FATIGUE AND CREEP-FATIGUE DAMAGE OF AUSTENITIC STAINLESS-STEELS UNDER MULTIAXIAL LOADING

The objectives of the present study are to observe and model physical damage induced by cyclic multiaxial (tension-torsion) loading of 316L stainless steel both at room temperature and at elevated temperature (600-degrees-C). Four types of experiments were carried out on thin tubular specimens: (a) continuous pure fatigue (PF) tests; (b) PF sequential tests with different sequences of push-pull and torsional loading; (c) creep-fatigue (CF) tests with superimposed hold time at maximum tensile strain; and (d) sequential tests involving sequences of PF and CF loadings. Optical microscopy and scanning electron microscopy (SEM) were used to study quantitatively the damage, in particular, to determine the orientation of cracks and to measure the kinetics of crack nucleation and crack growth. It is shown that in pure fatigue at 600-degrees-C, the classical crack initiation stage I is bypassed due to a strong interaction between cyclic plasticity, oxidation, and cracking. Intense slip bands act as diffusional short circuits, leading to the formation of external (Fe2O3) and internal ((FeCr)3O4) oxide scales.
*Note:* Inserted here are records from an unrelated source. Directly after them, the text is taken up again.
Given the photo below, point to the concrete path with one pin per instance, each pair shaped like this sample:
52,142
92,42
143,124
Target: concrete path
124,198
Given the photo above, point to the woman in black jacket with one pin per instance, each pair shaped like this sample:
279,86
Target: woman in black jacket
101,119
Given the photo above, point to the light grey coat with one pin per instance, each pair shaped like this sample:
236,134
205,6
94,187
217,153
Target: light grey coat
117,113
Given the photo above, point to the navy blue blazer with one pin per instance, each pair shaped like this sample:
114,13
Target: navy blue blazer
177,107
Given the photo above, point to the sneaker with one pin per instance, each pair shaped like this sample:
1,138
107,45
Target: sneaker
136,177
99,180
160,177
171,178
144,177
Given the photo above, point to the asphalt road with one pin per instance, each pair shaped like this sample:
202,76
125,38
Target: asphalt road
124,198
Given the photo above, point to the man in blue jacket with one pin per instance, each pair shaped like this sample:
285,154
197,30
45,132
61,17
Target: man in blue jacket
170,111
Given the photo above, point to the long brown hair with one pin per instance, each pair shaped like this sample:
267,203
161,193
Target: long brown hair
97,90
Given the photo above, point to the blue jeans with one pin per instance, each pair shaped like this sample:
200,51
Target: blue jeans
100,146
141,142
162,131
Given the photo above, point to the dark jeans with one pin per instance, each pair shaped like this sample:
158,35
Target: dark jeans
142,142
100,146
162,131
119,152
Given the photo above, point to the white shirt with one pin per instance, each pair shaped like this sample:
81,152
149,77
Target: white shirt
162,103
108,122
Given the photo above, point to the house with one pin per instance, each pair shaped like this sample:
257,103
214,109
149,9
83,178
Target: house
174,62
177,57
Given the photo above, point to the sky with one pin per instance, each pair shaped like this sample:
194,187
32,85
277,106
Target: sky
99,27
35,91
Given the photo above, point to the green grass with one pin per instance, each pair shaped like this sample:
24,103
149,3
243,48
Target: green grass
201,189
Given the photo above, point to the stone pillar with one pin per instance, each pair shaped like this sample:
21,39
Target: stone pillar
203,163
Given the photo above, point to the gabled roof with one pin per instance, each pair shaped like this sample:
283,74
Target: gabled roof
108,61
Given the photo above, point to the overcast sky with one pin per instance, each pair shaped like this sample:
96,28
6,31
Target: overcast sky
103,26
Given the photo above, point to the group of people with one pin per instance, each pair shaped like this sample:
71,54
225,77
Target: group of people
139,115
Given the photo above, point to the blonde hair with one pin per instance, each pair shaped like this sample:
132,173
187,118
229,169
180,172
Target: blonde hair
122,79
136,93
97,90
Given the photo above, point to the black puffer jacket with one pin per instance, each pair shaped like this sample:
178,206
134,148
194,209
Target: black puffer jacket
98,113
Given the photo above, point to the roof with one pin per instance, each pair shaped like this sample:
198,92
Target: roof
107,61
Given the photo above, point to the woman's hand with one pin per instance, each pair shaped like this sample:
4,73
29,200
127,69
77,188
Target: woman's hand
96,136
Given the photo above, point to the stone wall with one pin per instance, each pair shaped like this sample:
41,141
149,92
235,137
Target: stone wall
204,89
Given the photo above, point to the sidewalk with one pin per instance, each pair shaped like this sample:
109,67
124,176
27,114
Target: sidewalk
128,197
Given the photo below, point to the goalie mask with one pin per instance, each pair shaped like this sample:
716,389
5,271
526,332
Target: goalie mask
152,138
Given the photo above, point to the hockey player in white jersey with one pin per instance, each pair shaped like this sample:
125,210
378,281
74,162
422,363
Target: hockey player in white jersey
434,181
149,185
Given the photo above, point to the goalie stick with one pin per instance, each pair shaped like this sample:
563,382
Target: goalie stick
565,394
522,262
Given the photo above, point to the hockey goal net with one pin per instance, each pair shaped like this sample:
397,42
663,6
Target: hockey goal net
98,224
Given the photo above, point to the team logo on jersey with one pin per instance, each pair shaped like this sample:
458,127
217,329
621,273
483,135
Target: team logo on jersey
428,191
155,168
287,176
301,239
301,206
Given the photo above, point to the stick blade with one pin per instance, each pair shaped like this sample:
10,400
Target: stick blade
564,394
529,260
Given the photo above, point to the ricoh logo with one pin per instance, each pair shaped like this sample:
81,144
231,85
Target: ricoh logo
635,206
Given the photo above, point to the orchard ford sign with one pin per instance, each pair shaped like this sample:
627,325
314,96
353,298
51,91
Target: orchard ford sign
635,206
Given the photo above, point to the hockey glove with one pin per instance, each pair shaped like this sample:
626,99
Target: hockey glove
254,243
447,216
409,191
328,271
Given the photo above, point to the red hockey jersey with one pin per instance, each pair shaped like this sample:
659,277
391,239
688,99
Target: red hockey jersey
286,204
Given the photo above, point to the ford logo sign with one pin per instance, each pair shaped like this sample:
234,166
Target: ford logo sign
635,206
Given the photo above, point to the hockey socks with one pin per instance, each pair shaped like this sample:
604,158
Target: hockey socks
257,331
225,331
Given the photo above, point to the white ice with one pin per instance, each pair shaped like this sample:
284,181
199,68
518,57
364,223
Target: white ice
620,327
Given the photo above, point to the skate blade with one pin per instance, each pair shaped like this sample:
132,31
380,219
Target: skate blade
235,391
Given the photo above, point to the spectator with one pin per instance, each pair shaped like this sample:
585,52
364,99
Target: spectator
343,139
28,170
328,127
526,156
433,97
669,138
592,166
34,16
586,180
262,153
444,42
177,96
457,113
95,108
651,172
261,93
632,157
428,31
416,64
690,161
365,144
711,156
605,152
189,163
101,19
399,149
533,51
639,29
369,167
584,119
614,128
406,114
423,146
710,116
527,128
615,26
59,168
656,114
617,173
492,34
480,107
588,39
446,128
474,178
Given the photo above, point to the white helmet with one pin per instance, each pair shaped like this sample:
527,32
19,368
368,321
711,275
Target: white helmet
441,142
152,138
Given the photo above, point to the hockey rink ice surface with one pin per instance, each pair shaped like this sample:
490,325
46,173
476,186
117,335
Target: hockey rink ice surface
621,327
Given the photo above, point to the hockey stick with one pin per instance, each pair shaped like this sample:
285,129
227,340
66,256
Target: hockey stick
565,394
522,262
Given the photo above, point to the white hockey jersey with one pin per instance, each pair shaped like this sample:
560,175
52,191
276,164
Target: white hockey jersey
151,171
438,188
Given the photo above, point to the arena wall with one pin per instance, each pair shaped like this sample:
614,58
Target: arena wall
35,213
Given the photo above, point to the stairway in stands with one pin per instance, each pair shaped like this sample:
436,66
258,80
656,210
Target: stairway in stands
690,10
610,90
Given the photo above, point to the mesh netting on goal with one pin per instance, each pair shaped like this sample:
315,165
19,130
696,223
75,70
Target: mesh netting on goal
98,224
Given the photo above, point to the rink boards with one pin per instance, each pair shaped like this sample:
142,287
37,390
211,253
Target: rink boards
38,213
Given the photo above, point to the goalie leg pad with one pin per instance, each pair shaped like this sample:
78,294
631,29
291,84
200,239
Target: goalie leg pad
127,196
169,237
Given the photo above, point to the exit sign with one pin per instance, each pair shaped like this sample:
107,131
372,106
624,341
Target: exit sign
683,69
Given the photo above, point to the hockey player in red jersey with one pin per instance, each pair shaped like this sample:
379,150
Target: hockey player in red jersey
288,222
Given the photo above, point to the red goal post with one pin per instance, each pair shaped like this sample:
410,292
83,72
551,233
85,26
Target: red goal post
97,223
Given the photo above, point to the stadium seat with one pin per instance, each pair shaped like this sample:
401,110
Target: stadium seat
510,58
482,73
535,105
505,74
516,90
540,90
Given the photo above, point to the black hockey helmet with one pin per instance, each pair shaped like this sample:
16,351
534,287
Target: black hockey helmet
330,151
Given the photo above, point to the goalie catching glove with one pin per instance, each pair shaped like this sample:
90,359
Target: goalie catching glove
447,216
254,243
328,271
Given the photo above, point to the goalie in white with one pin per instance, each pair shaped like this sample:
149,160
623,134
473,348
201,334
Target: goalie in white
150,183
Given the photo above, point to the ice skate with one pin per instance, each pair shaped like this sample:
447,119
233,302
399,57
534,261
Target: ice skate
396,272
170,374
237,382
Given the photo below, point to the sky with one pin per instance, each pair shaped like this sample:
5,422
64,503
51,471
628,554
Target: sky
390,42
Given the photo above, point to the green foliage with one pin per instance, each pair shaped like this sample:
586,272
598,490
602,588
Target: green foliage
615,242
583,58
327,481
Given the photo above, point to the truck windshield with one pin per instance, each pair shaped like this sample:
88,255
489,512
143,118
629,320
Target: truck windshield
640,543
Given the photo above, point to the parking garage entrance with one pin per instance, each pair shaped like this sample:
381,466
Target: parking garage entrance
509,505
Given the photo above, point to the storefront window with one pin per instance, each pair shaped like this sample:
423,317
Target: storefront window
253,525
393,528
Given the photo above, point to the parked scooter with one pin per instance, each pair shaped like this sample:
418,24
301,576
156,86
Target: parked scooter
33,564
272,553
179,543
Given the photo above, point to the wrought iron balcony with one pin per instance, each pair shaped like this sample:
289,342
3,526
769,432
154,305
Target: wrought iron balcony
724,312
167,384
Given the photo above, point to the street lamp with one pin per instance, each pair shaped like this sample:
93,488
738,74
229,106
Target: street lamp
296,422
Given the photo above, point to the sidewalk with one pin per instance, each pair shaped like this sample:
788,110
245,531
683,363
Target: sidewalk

The orientation of the microcracks during initiation and propagation stages, which is strongly affected by oxidation effects, explains qualitatively the significant deviations observed in the sequential tests from the Miner linear damage cumulative rule. It is also shown that creep-fatigue damage, which involves intergranular damage, is a complex process rather than a simple superposition of fatigue and creep damage. A stochastic model based on a Monte-Carlo simulation is developed. This model, which accounts very well for the situations in which crack initiation and crack propagation are coplanar, includes damage equations based on quantitative metallographical observations. Damage is modeled as the continuous nucleation of a population of growing cracks which eventually coalesce to lead to final fracture. It is shown that this simulation is able to reproduce with a good accuracy the fatigue lives measured under multiaxial continuous and sequential tests.